'Parent Trigger' Law in California Spurs Education Reform Debate

'Parent Trigger' Law in California Spurs Education Reform Debate

With support from Los Angeles-based Parent Revolution, parents in Adelanto, California, a community of 30,000 on the edge of the Mojave Desert, have petitioned to turn the underperforming local public grade school, Desert Trails Elementary, into a charter school managed by a private company, Reuters reports.

The issue has come to a head thanks to a state law passed in 2010 that permits parents at the state's worst performing public schools to organize, wrest control from their local school districts, and fire teachers and principals or convert their schools into charter institutions run by a for-profit company. According to Reuters, Desert Trails, where more than half the students are unable to pass state math or reading tests, has been struggling to meet state requirements for many years.

However, another group of parents in town, with support from both state and local teachers unions, is working to stop the so-called "trigger petition," challenging the signatures as invalid and questioning the details of the proposed plan. "Where are their lesson plans?" asked former teacher Kimberly Smith, whose two children attend Desert Trails. "What is the curriculum?...How is it better?"

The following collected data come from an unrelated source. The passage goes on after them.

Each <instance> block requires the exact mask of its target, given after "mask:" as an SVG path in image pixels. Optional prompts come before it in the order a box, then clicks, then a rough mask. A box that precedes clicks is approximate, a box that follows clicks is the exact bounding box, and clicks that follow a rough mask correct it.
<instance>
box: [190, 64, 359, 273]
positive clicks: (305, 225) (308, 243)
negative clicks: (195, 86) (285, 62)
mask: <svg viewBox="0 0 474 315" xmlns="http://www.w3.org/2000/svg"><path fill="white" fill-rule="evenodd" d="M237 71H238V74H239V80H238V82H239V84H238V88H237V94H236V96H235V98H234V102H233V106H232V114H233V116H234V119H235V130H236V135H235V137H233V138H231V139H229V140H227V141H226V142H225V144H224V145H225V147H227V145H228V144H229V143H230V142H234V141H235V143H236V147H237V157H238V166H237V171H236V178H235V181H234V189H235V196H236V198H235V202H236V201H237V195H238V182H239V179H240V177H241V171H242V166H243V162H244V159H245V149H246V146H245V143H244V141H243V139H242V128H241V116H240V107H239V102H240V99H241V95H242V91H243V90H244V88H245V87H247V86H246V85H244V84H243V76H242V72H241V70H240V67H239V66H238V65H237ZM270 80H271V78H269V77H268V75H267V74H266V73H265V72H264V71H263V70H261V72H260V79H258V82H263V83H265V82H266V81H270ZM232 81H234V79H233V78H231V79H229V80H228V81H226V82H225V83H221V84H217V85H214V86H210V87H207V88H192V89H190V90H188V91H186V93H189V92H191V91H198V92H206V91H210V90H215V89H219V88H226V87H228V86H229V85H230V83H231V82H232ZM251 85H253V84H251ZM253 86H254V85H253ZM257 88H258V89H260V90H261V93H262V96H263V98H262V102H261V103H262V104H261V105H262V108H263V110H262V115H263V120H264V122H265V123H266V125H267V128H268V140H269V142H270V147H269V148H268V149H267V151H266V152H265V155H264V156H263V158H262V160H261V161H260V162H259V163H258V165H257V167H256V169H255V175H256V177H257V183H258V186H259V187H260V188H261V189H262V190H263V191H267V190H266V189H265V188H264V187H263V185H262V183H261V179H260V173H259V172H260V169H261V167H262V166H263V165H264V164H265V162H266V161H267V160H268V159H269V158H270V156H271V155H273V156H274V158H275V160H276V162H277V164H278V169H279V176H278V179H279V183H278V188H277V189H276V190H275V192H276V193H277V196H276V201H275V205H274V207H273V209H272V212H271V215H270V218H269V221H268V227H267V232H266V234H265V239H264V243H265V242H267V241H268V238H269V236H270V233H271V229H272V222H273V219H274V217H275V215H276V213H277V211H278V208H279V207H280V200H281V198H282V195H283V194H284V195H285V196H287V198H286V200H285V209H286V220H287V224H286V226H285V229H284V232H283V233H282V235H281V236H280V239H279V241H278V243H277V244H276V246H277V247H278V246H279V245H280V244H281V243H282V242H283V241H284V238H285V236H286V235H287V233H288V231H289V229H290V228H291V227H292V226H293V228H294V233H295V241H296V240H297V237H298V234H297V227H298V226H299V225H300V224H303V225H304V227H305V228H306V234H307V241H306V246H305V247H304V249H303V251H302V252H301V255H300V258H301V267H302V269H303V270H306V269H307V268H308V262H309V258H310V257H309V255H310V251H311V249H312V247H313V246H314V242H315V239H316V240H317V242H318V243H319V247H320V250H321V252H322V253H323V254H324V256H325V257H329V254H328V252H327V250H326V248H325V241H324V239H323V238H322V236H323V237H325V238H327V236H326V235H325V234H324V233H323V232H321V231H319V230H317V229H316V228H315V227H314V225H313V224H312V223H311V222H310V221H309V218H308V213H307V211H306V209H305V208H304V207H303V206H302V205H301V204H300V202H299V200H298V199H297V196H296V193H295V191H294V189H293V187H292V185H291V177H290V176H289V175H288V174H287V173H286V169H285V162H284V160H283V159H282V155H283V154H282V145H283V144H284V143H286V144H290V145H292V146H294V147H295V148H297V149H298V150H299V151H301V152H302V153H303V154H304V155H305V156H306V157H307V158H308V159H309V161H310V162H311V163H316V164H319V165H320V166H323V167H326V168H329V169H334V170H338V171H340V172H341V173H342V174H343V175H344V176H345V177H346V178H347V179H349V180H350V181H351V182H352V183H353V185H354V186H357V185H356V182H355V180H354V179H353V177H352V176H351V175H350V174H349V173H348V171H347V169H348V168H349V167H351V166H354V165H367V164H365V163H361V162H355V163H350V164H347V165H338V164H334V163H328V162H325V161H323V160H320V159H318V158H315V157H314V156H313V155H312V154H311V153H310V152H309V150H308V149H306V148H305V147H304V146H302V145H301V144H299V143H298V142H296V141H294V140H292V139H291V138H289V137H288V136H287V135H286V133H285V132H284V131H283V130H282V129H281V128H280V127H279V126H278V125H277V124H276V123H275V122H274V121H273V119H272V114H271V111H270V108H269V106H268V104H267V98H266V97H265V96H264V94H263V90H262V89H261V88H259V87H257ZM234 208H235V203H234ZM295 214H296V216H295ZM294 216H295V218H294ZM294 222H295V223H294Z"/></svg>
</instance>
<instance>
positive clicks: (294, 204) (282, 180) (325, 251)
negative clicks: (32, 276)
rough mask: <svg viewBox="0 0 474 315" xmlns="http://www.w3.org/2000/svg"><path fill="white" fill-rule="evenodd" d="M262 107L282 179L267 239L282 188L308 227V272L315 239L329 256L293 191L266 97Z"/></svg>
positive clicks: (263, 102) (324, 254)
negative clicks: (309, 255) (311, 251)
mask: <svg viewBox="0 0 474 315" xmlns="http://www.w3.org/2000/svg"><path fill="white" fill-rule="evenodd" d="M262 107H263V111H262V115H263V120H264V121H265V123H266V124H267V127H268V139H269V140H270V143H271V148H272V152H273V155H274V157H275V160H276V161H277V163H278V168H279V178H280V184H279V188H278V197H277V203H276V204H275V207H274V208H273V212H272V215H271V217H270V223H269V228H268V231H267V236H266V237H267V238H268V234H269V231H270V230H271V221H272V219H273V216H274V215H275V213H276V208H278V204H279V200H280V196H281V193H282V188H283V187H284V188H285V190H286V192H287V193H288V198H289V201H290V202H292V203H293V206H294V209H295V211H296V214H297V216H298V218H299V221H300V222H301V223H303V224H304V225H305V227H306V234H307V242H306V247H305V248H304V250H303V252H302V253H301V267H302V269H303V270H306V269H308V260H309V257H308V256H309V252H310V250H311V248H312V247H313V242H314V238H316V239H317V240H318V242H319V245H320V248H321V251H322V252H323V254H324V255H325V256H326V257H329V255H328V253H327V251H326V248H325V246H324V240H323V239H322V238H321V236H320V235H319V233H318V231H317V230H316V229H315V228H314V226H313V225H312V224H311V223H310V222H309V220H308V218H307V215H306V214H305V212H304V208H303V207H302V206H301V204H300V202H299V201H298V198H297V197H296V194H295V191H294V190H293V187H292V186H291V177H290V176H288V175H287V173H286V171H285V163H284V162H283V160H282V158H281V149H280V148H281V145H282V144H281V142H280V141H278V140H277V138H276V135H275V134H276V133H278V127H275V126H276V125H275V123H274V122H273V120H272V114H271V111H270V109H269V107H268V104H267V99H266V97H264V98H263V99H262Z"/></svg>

For years, education reforms such as parent triggers have been supported by some of the nation's wealthiest philanthropists, including Microsoft co-founder Bill Gates, Los Angeles developer Eli Broad, and the heirs to the Walmart fortune. But union leaders and critics of the charter school movement say there is little evidence to support the contention that the reforms actually work.

For their part, those supporting changes in Adelanto believe the goal of laws like the one passed in California is to give parents more control over their children's education. "When big decisions about schools are made, there typically are only two players at the table: the teachers union and the district," said Parent Revolution executive director Ben Austin. "What we're saying is, we need a third seat at the table for parents. Before, when they complained, they'd be told to go do a bake sale. Parent trigger utterly changes the game."